TaggedTextFromRaw turns extra spaces into DC3 character

Developer · February 2, 2016

Hello fellow forum users!

I am having trouble with the TaggedTextFromRaw function turning extra spaces into the device control 3 character. The device control 3 character is also the HTML entity &-#19; (hyphen added, otherwise I cannot type the entity in the forum post even with the code or html tag).

The issue only happens when there are 2 or more adjacent spaces in a text string.

Is this a bug with the TaggedTextFromRaw function? Are any workarounds available to return spaces instead of the DC3 character entity?

Thank you in advance if anyone can help with this!

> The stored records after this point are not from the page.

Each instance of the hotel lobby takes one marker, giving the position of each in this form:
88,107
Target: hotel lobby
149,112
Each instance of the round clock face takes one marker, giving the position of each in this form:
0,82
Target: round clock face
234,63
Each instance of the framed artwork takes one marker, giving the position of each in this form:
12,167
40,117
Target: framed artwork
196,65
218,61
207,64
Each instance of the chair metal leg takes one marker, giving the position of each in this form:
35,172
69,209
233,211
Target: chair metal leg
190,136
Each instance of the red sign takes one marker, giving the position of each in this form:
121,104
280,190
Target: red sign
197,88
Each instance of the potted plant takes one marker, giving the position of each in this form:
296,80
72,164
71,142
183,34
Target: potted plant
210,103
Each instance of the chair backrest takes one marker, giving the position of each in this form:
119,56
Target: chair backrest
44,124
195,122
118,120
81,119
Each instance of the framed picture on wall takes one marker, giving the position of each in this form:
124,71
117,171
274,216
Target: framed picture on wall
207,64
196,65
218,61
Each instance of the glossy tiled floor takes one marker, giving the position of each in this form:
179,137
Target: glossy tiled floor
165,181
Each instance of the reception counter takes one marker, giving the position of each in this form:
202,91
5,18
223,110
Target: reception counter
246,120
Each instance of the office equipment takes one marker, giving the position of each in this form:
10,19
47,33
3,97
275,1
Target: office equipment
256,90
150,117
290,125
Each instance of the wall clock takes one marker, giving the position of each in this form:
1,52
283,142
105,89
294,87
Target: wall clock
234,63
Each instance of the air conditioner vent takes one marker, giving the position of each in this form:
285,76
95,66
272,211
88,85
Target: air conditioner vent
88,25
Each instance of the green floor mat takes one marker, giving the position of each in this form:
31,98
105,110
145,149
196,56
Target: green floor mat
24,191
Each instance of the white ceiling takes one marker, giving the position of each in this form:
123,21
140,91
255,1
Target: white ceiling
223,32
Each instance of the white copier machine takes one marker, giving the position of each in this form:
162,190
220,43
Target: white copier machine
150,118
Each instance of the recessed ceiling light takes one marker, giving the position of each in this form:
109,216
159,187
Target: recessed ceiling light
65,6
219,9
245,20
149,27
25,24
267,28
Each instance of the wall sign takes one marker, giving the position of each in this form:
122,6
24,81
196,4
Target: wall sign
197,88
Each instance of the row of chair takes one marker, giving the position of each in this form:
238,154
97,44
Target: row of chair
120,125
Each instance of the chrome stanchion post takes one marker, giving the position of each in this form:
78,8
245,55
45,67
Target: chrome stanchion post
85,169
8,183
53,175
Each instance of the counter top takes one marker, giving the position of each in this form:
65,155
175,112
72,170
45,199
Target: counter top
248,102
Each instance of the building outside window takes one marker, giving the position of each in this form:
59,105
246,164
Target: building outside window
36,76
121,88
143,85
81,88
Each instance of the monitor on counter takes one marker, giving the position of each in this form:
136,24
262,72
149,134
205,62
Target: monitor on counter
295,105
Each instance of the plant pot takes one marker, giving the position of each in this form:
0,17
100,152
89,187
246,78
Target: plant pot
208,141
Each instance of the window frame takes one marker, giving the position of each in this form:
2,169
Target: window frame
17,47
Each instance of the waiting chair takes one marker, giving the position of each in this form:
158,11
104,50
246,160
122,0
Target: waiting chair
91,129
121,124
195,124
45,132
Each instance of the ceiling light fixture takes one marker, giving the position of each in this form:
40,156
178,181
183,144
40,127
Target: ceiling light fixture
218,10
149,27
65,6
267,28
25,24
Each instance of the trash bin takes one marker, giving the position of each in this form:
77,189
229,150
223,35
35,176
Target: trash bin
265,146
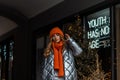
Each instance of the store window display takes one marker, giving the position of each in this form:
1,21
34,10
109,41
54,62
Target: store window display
59,57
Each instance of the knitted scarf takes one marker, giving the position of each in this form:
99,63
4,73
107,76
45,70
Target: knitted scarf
58,58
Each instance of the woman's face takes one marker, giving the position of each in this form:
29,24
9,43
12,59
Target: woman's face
56,38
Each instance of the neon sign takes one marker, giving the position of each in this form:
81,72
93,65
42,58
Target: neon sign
99,32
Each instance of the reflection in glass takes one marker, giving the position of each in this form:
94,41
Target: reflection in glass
11,45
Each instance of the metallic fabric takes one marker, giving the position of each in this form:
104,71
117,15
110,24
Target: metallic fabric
69,65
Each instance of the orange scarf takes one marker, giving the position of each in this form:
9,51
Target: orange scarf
58,59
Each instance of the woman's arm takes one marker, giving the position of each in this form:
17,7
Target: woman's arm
74,46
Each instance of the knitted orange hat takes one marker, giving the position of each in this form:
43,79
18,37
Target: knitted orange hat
56,30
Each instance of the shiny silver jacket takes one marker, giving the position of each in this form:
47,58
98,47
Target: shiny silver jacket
71,50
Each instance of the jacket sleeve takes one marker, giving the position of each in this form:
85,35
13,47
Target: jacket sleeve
75,47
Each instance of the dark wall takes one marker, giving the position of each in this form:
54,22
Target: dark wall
60,11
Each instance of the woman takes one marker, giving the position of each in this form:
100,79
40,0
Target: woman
59,61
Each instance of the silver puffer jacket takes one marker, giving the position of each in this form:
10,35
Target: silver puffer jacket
72,49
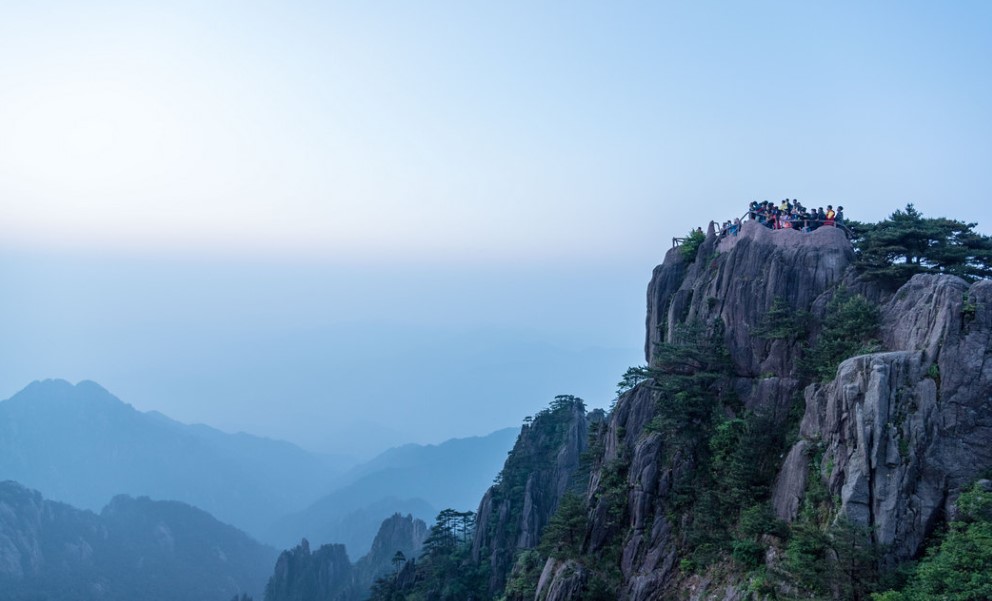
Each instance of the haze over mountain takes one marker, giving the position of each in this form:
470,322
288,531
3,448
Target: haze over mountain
133,549
81,445
415,479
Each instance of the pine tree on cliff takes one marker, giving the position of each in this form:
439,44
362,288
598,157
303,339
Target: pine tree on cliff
907,243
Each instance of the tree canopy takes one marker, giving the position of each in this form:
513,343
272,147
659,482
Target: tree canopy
907,243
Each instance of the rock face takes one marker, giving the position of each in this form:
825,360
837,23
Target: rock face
328,574
300,574
402,534
539,470
902,432
898,432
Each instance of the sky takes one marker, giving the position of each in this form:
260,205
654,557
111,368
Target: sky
351,225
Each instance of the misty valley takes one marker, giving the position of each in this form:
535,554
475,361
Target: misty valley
811,422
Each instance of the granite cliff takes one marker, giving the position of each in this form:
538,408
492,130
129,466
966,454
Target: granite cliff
799,431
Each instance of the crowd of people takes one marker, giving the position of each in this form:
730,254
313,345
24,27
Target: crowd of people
788,214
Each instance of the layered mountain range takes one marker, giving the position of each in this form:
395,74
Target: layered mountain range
799,430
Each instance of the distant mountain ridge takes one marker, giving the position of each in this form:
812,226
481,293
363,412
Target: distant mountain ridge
82,445
134,549
414,479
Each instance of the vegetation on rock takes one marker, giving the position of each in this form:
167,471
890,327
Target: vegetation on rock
907,243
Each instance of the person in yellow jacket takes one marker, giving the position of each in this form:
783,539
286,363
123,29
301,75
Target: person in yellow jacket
831,214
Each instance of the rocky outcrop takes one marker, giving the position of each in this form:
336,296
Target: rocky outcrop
902,432
328,574
897,433
540,468
397,534
300,574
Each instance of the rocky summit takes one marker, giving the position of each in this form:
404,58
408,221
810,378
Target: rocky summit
800,430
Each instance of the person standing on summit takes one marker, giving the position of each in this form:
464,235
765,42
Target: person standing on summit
830,216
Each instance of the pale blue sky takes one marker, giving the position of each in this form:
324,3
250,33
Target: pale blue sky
204,171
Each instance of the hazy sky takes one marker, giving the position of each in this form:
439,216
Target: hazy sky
287,217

Screen shot and example code attached.

DC3.txt

Edited February 2, 2016 by Developer

Dan Korn · February 2, 2016

What actual problem is this causing you?

To FusionPro, and its tagged markup parser, the character 19 entity is not a "DC3" character, it's a special character that denotes a non-collapsing space. That's how the tagged markup parser knows that you really do want multiple spaces to be typeset; otherwise they would be collapsed to a single space as with other HTML-like parsers.

The bottom line is that the text should be typeset correctly in the output. Is the output correct? If so, why do you consider this to be a bug? If not, exactly how is it wrong?

Developer · February 2, 2016

Hi Dan, thank you for your reply! Please allow me to explain the situation I encountered. Basically, regular expressions do not recognize the character 19 entity as a space.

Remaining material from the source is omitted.